Some were trapped, and spent the night surrounded by burning trees. More than a dozen people never made it out.

Michael Plattner brought his family from Kissimee, Florida, for a fall vacation. They were staying in a rental cabin on Nov. 28, the night of the fires.

Michael Plattner and his family barely escaped a burning neighborhood of rental cabins.

“It was immediate panic, everybody panicked,” he said.

He said they weren’t warned of the evacuations until he called 911. As they tried to leave, they got lost in the smoke and darkness.

“You would hope to see some kind of exit, a big rock sign, anything,” he said. “We saw nothing. It was just night and fire. All you could see was red and orange. That’s it.”

“At one point, (I lost) the road to the fire and panic,” he said. “You wonder if you’re going to get your family out, while they’re sitting in the back crying.”

Though they made it out safely, it’s an experience he still can’t forget.

Pending Improvements

One year later, experiences like Plattner’s are a lesson learned for Sevier County, according to interim Emergency Management Agency director Joe Ayers.

“There are numerous roads here,” he said while driving through Chalet Village with 10News reporter Michael Crowe. “If you’re not familiar with the main roadways you can become confused very easily.”

“There’s a potential for a wrong turn here in an emergency,” Crowe said.

“If you were to turn onto one of these side roads, yes,” Ayers responded.

As Sevier County rebuilds today, officials have said they’re considering new ways to guide people out of maze-like neighborhoods in an emergency.

One of the winding roads into Chalet Village.

“We’re wanting to make it easier for the community and tourists to be able to make an informed decision of their options to exit the community,” Ayers said.

As part of that effort, the county is exploring new reflective signs to guide people away from dead ends, and down the mountain. But officials are avoiding the term "evacuation routes."

“It’s a lot different from being at the ocean, when they have evacuation routes,” Sevier County Mayor Larry Waters said. “You have a hurricane coming from one direction and the folks have to go in another direction. Here you don’t know what that emergency might be – it might be a fire, it might be a tornado, it might be a flood. You can’t have an emergency evacuation route. Because if it’s a fire, there might be trees down. There are other factors there in the mountains.”

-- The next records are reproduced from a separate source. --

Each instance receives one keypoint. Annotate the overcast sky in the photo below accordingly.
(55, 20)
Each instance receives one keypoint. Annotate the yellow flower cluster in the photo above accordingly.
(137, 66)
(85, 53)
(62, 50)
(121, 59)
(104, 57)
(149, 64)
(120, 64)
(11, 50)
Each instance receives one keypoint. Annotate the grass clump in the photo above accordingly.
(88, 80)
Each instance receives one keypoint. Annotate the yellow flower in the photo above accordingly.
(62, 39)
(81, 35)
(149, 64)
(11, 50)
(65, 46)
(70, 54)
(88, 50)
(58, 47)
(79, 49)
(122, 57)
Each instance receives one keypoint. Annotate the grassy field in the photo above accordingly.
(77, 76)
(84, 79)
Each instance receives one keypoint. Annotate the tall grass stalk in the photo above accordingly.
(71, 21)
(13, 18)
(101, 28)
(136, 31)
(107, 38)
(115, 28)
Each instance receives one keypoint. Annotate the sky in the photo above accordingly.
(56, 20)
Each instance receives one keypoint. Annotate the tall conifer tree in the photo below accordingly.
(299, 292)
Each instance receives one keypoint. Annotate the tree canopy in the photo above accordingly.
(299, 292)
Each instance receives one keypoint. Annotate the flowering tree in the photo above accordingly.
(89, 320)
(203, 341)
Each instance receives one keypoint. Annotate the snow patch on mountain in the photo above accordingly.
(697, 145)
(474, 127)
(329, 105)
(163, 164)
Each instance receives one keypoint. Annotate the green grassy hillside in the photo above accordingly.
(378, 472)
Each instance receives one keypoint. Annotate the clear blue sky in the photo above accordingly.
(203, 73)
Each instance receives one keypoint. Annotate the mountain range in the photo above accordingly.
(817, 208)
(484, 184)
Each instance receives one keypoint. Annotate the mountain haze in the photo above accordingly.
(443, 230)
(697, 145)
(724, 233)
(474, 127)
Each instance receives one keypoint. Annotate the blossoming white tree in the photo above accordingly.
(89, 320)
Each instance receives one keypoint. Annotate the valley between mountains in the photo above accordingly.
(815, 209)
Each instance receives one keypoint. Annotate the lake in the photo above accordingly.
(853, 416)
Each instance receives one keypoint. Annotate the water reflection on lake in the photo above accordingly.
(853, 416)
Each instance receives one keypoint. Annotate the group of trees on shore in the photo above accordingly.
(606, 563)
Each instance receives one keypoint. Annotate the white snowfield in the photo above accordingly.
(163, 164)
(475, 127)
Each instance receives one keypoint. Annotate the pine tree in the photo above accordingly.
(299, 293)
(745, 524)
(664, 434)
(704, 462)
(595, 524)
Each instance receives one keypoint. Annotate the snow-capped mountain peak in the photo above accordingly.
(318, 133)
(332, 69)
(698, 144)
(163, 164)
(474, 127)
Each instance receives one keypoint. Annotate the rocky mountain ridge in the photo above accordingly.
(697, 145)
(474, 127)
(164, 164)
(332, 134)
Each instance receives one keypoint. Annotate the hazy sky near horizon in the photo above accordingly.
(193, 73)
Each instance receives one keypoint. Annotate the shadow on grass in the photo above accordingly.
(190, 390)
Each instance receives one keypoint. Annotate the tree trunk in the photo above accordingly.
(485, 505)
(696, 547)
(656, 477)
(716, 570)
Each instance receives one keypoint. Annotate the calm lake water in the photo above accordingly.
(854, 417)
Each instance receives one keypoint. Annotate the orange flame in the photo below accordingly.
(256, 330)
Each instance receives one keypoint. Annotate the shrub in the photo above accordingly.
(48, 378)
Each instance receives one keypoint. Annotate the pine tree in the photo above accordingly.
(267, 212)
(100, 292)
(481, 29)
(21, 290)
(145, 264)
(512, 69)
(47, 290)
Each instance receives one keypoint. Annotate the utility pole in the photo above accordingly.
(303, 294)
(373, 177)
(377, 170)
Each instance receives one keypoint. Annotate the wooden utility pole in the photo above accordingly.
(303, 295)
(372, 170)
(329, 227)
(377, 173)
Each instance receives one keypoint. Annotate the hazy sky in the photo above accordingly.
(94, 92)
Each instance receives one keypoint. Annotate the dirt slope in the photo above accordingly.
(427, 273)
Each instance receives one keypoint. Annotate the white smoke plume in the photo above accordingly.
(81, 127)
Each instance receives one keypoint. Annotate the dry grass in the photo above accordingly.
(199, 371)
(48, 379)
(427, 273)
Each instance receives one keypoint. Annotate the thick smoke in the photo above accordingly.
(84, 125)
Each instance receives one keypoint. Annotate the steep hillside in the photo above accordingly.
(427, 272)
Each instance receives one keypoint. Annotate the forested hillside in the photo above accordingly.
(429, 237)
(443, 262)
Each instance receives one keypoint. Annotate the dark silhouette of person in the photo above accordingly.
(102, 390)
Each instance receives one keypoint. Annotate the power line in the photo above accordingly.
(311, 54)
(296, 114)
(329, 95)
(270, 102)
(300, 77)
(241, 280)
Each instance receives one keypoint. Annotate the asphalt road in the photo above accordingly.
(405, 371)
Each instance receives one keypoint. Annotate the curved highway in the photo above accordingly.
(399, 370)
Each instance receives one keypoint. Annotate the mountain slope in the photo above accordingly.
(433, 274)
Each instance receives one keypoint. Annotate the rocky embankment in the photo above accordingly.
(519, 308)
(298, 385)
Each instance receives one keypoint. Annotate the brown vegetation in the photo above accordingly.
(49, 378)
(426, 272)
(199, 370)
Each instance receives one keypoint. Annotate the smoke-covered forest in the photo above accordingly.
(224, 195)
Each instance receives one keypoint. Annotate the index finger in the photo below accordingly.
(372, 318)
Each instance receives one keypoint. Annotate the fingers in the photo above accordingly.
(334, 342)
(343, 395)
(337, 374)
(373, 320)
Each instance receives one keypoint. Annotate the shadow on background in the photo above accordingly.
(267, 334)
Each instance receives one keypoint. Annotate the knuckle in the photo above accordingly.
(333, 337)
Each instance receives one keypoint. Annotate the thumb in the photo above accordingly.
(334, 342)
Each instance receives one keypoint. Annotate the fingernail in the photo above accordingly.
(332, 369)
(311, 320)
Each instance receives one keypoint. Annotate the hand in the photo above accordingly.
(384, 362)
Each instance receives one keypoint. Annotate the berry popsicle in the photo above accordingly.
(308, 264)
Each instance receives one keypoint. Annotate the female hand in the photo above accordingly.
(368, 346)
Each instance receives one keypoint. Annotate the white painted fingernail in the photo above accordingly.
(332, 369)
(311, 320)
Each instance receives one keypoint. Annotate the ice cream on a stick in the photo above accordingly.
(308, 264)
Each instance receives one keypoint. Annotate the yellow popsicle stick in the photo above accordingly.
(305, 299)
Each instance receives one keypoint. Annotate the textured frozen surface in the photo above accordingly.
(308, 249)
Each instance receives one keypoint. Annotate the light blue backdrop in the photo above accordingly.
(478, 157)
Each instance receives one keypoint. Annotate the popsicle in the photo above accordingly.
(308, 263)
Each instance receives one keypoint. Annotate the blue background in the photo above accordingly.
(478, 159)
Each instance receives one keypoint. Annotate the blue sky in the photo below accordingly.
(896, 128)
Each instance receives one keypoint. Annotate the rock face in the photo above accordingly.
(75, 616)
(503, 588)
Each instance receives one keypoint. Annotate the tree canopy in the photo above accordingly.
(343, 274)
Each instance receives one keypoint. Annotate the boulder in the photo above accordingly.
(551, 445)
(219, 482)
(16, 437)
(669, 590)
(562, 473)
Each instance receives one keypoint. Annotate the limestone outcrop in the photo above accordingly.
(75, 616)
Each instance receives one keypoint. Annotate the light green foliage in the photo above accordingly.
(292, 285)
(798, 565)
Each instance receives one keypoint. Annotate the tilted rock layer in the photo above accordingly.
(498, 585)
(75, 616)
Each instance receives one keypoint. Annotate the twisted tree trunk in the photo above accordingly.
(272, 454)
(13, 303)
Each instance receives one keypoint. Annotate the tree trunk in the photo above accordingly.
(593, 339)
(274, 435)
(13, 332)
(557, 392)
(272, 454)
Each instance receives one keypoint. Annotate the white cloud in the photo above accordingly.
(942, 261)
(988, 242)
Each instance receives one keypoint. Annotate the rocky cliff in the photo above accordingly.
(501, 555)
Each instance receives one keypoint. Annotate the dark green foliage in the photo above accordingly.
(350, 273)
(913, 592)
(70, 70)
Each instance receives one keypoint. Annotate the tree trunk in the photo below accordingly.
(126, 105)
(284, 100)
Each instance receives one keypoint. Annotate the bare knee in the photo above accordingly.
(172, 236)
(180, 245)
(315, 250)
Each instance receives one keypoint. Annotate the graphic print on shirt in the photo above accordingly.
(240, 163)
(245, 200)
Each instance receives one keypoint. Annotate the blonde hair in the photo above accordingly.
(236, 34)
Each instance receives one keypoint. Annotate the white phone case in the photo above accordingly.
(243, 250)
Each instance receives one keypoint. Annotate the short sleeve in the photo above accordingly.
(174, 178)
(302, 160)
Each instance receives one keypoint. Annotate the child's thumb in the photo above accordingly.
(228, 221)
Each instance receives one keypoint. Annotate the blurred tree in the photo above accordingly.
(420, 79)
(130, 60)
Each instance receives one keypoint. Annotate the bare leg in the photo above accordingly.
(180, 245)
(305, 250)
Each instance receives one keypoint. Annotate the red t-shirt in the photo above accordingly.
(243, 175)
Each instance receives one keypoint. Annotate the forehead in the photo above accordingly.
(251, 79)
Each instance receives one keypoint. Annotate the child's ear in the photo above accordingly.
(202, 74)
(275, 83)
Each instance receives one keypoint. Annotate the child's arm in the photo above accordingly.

Sevier County mayor Larry Waters discusses current and upcoming evacuation preparations.

Waters said they can’t give people one clear way out, but hope to provide better options, including more visible signage.

“That night it was very smoky, so we’re looking at signage that has some reflective qualities to it,” Waters said. “(It will be) more visible in that kind of atmosphere. And we’re trying to get people down to the main roads by utilizing that.”

MORE: Evacuations plans across East Tennessee

So far, such signs are just an idea. A committee is reviewing local emergency plans and preparedness, and has hired an outside consulting firm. Waters and Ayers were unable to give an approximate price for the signs or say where they would be installed.

The committee is also considering emergency education pamphlets for rental cabins, but has not produced any yet.

Reaching People

Sevier County and Gatlinburg are also working to address the notification issue. New early warning sirens were installed in downtown Gatlinburg this summer, and additional units are coming to Chalet Village in the next few months, with more expansion to come.

The county also has a pending application to directly access the IPAWS system, which can notify anyone in the area on their phones. Officials also request those living in the area sign up for CodeRED alerts.

MORE: Sign up for CodeRED

With these devices and techniques, they hope to reach people sooner.

“Something, anything, anything would be a big improvement,” said Plattner. “Because there was nothing. There was nothing.”

He said even 10 minutes more warning would have helped increase their chances of escape.

“It was definitely a moment where a left or right turn could have been the reason we weren’t here today, you know,” he said.

Even with the new safety measures planned, Plattner said his family’s sense of security is still shattered.

“All I can think about now is vacations at the beach,” he said. “That’s where I’d rather take them.”